Friday, 15 December 2017, 10:41 Last update: about 7 years ago

There was a time where people were eager to find out which kind hearted souls had been included in that year’s Republic Day honours list.

That time is long gone. The once respectful ceremony has degenerated into a charade and, unless reformed, it should be scrapped.

On 13 December, “the President of Malta, on behalf of the Government and people of Malta, pays public tribute to a number of Maltese citizens who distinguish themselves in different fields of endeavour.”

But many feel that Gieh ir-Repubblika has become nothing more than an exercise for the government of the day to award people for services rendered to the party in power.

This happens every year but let us for now take this week’s ceremony as an example.

Wednesday’s ceremony saw at least ten people who are closely linked with the Labour Party receive awards. These included former ministers and MPs, former candidates, activists and media personalities close to the PL. A few days after there was harsh criticism after the PM’s wife Michelle Muscat was bestowed with the Voluntary Person of the Year Award, more care should have been taken to avoid a similar backlash on Republic Day.

But this was not the case at all.

Partit Demokratiku MP Godfrey Farrugia raised a stink when he learnt that President Marie-Louise Coleiro Preca had pinned the medal of Officer of the Order of Merit to the chest of his former Parliamentary colleague, Joe Debono Grech.

Joe Debono Grech had been involved in a loud altercation with Farrugia’s partner, Marlene Farrugia, when he had infamously shouted at her ‘nigi ghalik u nifqghek.”

Godfrey Farrugia argued that someone who was guilty of passing such a sexist remark, in Parliament no less, was unworthy of receiving the Republic Day award and the President should have never have signed off on the Prime Minister’s recommendation.

No amount of good deeds can erase such vile and sexist comments, was the gist of Farrugia’s Facebook post.

A few weeks back there were calls, including from this newspaper, for the revocation of the award given in 2015 to former GWU boss Tony Zarb. This happened when Zarb compared women protesting for justice outside the Prime Minister’s office to Strait Street prostitutes.

So we have one case where someone who passed sexist remarks in Parliament was recognized for his political service while another person who compared activists to whores gets to keep his medal.

There were, of course, other occasions where the country’s highest honour was ridiculed and dragged down in the mud. Everyone remembers how a previous Nationalist administration had bestowed the honour onto former Libyan and Tunisian dictators Muammar Ghaddafi and Ben Ali.

Ghaddafi had already been awarded by a Labour government in the 1970s, along with North Korean supreme leader Kim il-Sung.

Over the years many awards were given to deserving individuals or groups of people. These include the Armed Forces of Malta’s air and maritime squadrons, who have saved countless lives, often putting themselves in great danger in the process.  Several philanthropists and artists who brought honours to Malta and people who genuinely made the country proud were also given the award.

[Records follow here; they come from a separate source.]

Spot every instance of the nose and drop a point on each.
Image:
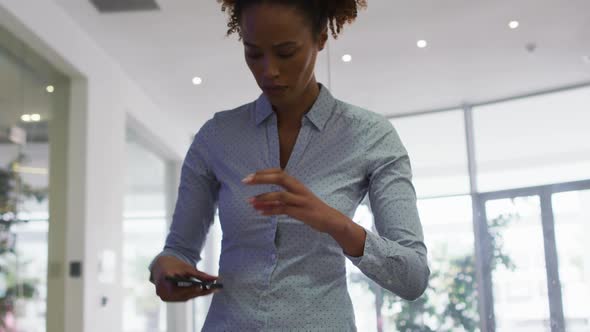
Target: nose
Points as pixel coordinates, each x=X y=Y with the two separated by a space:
x=271 y=68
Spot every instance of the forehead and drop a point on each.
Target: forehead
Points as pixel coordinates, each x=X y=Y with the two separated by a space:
x=271 y=24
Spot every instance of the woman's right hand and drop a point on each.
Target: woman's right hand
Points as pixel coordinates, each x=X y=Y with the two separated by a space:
x=169 y=266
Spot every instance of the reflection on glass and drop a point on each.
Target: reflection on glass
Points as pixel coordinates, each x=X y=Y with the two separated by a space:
x=26 y=109
x=144 y=231
x=519 y=277
x=572 y=231
x=450 y=302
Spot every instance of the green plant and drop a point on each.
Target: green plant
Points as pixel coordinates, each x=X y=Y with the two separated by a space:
x=450 y=301
x=13 y=192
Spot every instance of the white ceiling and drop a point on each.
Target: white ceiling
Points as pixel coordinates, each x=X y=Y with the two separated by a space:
x=472 y=55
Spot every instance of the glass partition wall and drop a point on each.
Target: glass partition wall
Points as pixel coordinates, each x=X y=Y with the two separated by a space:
x=31 y=90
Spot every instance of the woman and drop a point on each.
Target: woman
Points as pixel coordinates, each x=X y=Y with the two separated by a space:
x=287 y=227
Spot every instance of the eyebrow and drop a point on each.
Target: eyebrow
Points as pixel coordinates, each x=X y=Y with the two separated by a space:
x=289 y=43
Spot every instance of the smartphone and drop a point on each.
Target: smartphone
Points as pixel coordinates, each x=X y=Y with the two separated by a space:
x=192 y=281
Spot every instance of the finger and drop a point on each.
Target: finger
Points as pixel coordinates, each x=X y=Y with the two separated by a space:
x=270 y=171
x=283 y=197
x=277 y=210
x=193 y=272
x=202 y=275
x=282 y=179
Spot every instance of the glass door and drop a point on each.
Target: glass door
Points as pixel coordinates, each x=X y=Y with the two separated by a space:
x=572 y=234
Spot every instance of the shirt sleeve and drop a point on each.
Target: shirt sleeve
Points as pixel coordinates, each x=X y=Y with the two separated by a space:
x=395 y=258
x=197 y=200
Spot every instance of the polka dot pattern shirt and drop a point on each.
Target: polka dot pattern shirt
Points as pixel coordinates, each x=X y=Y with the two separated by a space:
x=278 y=273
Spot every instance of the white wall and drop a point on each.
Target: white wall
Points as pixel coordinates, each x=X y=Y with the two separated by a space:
x=87 y=161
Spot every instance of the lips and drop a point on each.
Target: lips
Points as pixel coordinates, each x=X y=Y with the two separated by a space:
x=274 y=89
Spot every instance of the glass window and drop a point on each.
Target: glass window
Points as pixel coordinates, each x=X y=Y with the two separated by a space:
x=533 y=141
x=144 y=232
x=572 y=230
x=29 y=88
x=437 y=148
x=449 y=303
x=519 y=275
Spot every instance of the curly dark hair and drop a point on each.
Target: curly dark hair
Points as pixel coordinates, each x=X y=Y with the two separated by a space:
x=320 y=13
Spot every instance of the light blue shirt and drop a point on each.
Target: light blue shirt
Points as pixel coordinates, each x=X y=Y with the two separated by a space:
x=278 y=273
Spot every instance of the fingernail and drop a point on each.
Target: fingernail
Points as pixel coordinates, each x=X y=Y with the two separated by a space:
x=248 y=178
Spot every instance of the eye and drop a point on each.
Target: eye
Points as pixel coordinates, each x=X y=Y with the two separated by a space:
x=253 y=55
x=286 y=55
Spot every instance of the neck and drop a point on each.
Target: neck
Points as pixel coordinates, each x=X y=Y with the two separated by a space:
x=290 y=115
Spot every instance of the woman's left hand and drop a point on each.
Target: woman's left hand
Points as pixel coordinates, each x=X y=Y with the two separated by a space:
x=297 y=202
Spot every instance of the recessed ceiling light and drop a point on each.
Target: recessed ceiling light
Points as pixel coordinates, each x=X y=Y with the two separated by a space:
x=513 y=24
x=197 y=80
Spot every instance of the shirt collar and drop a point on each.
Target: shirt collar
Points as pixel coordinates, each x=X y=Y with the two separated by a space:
x=318 y=114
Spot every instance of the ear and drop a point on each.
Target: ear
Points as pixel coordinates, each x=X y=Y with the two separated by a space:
x=323 y=38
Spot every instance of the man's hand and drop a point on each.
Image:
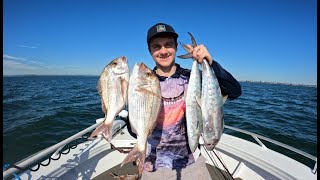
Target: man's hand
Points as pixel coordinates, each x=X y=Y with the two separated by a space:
x=199 y=53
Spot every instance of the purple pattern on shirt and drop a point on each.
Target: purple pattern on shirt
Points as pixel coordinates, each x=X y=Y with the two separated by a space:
x=168 y=144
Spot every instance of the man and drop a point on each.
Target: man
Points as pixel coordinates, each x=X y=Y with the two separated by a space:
x=168 y=152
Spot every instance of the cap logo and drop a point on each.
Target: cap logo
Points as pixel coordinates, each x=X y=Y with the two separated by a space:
x=161 y=28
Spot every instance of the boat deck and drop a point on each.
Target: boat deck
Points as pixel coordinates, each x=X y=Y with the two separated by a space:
x=131 y=169
x=96 y=159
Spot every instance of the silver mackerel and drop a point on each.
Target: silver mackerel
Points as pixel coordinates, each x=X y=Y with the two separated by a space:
x=193 y=110
x=212 y=106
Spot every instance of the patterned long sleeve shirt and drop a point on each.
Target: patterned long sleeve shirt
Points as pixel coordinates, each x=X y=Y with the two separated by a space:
x=168 y=144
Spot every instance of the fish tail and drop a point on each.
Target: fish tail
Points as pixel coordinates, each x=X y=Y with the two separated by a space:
x=137 y=156
x=104 y=129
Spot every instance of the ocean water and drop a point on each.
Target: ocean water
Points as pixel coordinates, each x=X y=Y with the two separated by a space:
x=40 y=111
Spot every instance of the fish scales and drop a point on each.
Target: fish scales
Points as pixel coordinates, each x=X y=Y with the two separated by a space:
x=193 y=109
x=112 y=88
x=144 y=102
x=212 y=106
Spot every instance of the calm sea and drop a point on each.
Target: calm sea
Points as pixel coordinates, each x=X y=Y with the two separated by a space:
x=40 y=111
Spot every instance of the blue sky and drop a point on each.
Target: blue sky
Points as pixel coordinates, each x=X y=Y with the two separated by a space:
x=259 y=40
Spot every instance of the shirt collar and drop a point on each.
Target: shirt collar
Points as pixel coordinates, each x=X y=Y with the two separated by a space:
x=176 y=74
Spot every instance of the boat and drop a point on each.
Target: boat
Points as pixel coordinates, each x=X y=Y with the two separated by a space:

But unfortunately, some very dubious choices made over the years, as well as the way in which political parties tend to use the state honours to thank their own has significantly eroded the prestige that the event once had.

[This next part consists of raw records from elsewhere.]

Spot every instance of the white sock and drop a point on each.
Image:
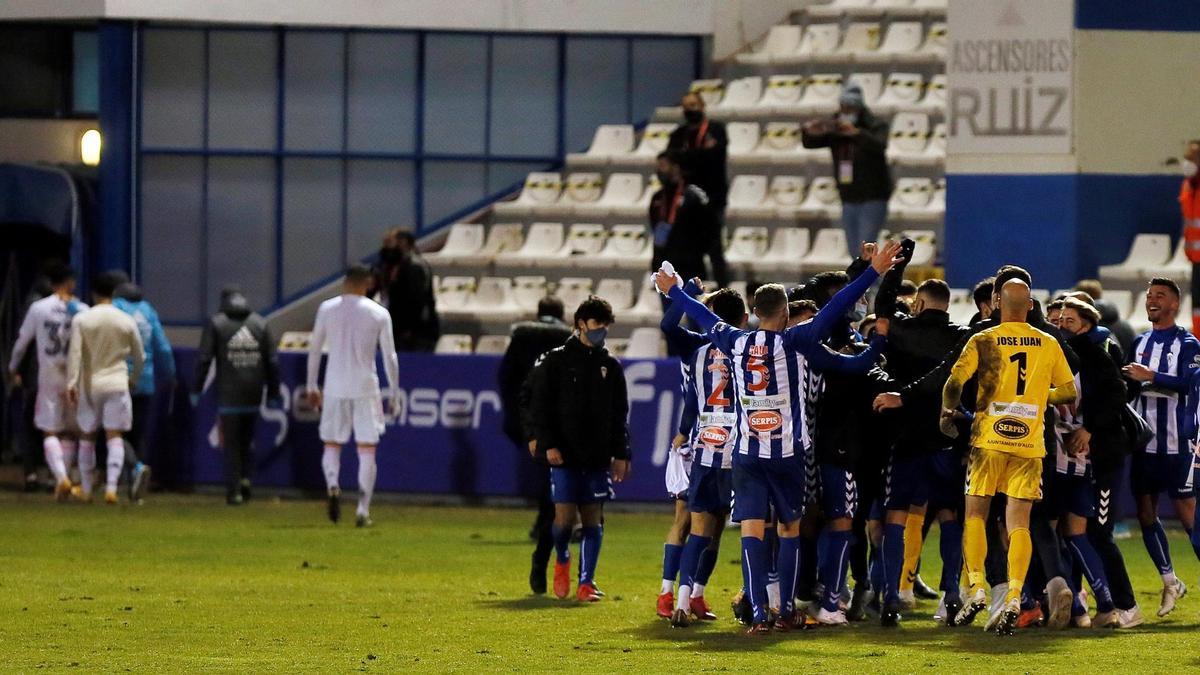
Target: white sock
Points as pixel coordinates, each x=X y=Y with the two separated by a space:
x=331 y=463
x=115 y=463
x=87 y=465
x=69 y=454
x=53 y=449
x=684 y=599
x=366 y=482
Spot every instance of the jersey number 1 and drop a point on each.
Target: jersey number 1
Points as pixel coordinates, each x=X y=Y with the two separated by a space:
x=1020 y=359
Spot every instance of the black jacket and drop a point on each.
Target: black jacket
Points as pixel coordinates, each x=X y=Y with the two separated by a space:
x=244 y=350
x=694 y=230
x=580 y=406
x=531 y=340
x=868 y=153
x=706 y=167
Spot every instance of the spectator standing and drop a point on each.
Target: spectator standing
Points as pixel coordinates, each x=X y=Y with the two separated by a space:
x=858 y=142
x=529 y=340
x=241 y=346
x=157 y=350
x=406 y=285
x=702 y=148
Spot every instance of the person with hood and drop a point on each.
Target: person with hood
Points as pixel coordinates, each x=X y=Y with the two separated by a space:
x=858 y=142
x=131 y=300
x=240 y=344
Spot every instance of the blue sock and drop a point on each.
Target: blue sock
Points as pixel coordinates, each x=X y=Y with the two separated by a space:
x=833 y=567
x=789 y=566
x=562 y=543
x=671 y=555
x=1156 y=544
x=951 y=548
x=589 y=551
x=1093 y=569
x=707 y=563
x=754 y=553
x=689 y=563
x=893 y=561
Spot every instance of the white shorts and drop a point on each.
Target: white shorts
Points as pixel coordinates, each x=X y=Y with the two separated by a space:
x=52 y=412
x=364 y=417
x=113 y=411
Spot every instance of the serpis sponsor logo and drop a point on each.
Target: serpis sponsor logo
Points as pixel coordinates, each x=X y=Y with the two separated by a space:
x=765 y=420
x=1011 y=428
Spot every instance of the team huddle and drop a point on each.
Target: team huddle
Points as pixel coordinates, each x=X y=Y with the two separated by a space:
x=835 y=453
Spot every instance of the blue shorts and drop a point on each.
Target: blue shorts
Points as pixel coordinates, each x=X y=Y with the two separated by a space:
x=711 y=490
x=1073 y=495
x=835 y=491
x=579 y=485
x=760 y=484
x=1151 y=473
x=930 y=479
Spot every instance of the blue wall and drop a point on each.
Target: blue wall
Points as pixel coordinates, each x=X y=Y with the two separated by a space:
x=271 y=157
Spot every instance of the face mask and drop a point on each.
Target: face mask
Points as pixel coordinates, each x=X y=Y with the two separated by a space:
x=597 y=336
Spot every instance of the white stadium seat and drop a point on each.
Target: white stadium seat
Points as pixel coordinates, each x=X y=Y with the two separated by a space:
x=654 y=139
x=492 y=345
x=645 y=344
x=619 y=293
x=573 y=291
x=545 y=240
x=821 y=94
x=453 y=344
x=828 y=250
x=628 y=248
x=742 y=95
x=465 y=240
x=623 y=190
x=787 y=195
x=783 y=39
x=1149 y=251
x=610 y=141
x=541 y=189
x=822 y=198
x=901 y=93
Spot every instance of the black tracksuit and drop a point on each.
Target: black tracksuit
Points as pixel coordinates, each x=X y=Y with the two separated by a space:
x=243 y=348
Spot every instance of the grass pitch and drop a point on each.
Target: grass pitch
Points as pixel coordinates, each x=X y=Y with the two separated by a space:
x=190 y=584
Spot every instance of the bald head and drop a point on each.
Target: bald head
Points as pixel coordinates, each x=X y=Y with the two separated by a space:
x=1015 y=300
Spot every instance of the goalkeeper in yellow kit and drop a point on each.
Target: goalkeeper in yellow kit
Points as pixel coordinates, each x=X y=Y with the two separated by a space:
x=1020 y=371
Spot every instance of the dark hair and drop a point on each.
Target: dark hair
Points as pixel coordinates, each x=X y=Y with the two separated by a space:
x=594 y=308
x=358 y=273
x=105 y=285
x=1008 y=273
x=59 y=273
x=551 y=305
x=769 y=299
x=1169 y=282
x=983 y=290
x=727 y=305
x=935 y=290
x=798 y=306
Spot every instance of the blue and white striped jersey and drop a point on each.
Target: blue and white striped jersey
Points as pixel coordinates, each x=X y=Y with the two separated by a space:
x=1173 y=354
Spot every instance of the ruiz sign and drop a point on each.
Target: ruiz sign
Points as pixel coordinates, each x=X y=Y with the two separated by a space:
x=1009 y=76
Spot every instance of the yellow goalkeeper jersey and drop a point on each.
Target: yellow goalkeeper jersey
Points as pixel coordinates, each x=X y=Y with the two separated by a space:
x=1017 y=366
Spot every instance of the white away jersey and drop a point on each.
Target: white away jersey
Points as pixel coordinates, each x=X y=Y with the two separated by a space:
x=48 y=327
x=353 y=327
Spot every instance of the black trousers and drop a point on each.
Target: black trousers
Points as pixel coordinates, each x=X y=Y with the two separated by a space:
x=238 y=438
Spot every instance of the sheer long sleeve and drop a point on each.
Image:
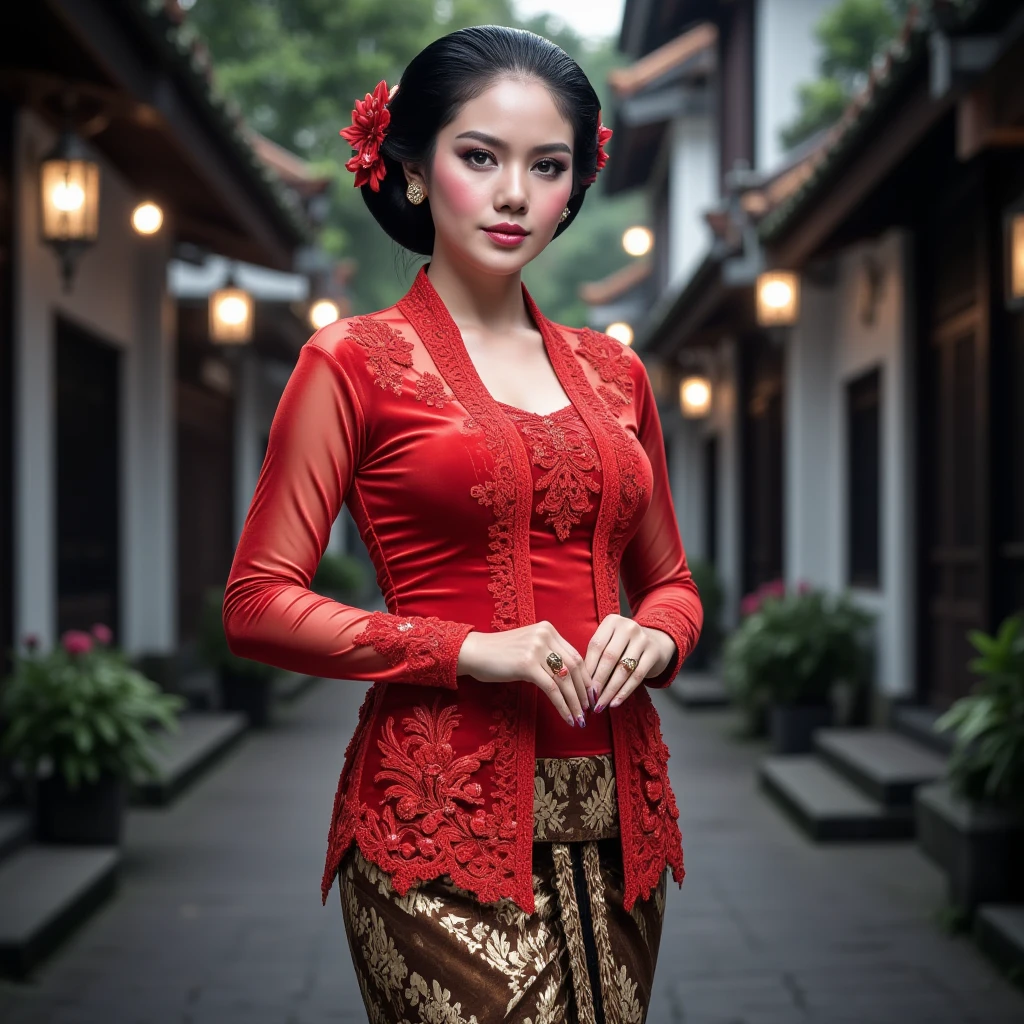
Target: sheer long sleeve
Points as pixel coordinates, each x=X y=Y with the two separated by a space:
x=315 y=444
x=657 y=581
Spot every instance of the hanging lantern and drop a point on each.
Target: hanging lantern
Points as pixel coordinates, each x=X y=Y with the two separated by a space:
x=69 y=189
x=778 y=298
x=230 y=314
x=694 y=396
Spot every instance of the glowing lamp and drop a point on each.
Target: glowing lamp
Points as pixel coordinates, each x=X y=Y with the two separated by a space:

The truth is that a system where one has to be nominated to be eligible, and that nomination then has to go to the Prime Minister’s desk, before reaching the President, greatly lessens the chances for ordinary citizens who quietly and humbly work to make the country a better place to be duly recognized and thanked by the state.

The system in its current form is unfair and, unless reformed, it should be done away with.